One Reply to “4.11.2014 Journal Prompt”

  1. Used to be I’d fall asleep on trains and buses and in cars. It must have been the rocking motion or the rolling noise of engines. I remember my mam and she boasted I could sleep on the sharp edge of a knife and everyone made soft faces and thought me cute. But that was when I was small enough I could fit into a shopping bag.

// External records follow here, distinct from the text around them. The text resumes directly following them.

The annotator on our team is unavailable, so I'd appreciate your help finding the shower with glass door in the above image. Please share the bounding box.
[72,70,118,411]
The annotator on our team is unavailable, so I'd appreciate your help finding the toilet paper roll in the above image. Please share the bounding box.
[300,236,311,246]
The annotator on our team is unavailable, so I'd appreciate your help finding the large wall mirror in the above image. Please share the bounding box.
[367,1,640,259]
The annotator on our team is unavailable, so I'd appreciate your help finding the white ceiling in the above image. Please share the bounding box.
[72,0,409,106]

    Under tables or in cupboards, sometimes, and that was cute too, except when I started school mam and da began to worry. Once they found me curled up in the laundry basket with the clothes that needed ironing and they took a picture of that and put it in a frame.

    ‘He’ll sleep through the Day of Judgement,’ Aunt Alice said, and she was not being kind for she was a busy body, mam said, and always doing. And Aunt Alice made a noise with her mouth, her lips pursed like a kiss, and blowing air – the noise of a horse sighing and impatient, and I half expected her to stamp her foot and shake her head and her hair flying.

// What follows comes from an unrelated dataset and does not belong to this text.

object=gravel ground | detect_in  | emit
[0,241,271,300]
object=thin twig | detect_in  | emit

    The doctors took some blood and they said it was for testing. In case I was anemic, they said. They used a needle to pull it out and it stung like a wasp. Mam nodded her head when he said testing and she looked for more in what he said. ‘Nothing to worry about,’ the doctor reassured. ‘He looks chipper enough right now.’ But then I fell asleep on the bus home and I slept right till it was our stop and mam had to shake me to wake me.

    ‘There’s a sickness you can get from a fly in Africa and if you are bitten then you sleep for a hundred years, like Rip Van Winkle.’ That’s what my granda told me. He’s as old as hundred I reckon and he must be wise. ‘It’s a testy fly,’ he said. Our mam bought a brown twist of sticky flypaper to hang up in the house just in case.

    I fell asleep on the toilet once, and dad thought I was reading a mucky book and he climbed up the drainpipe and in through the window to find out different. He had mucky books in a box under his bed, but I would never fall asleep reading one of those and it’s not really reading when it’s mostly pictures.

    The blood tests came back fine and the doctor said I was a growing boy and it was probably just that. Mam mentioned granda’s testy fly, but the doctor laughed and he said maybe I’d pricked my finger on a spindle like sleeping beauty. Mam didn’t know what a spindle was and nor did granda and so I thought the doctor had just made that up.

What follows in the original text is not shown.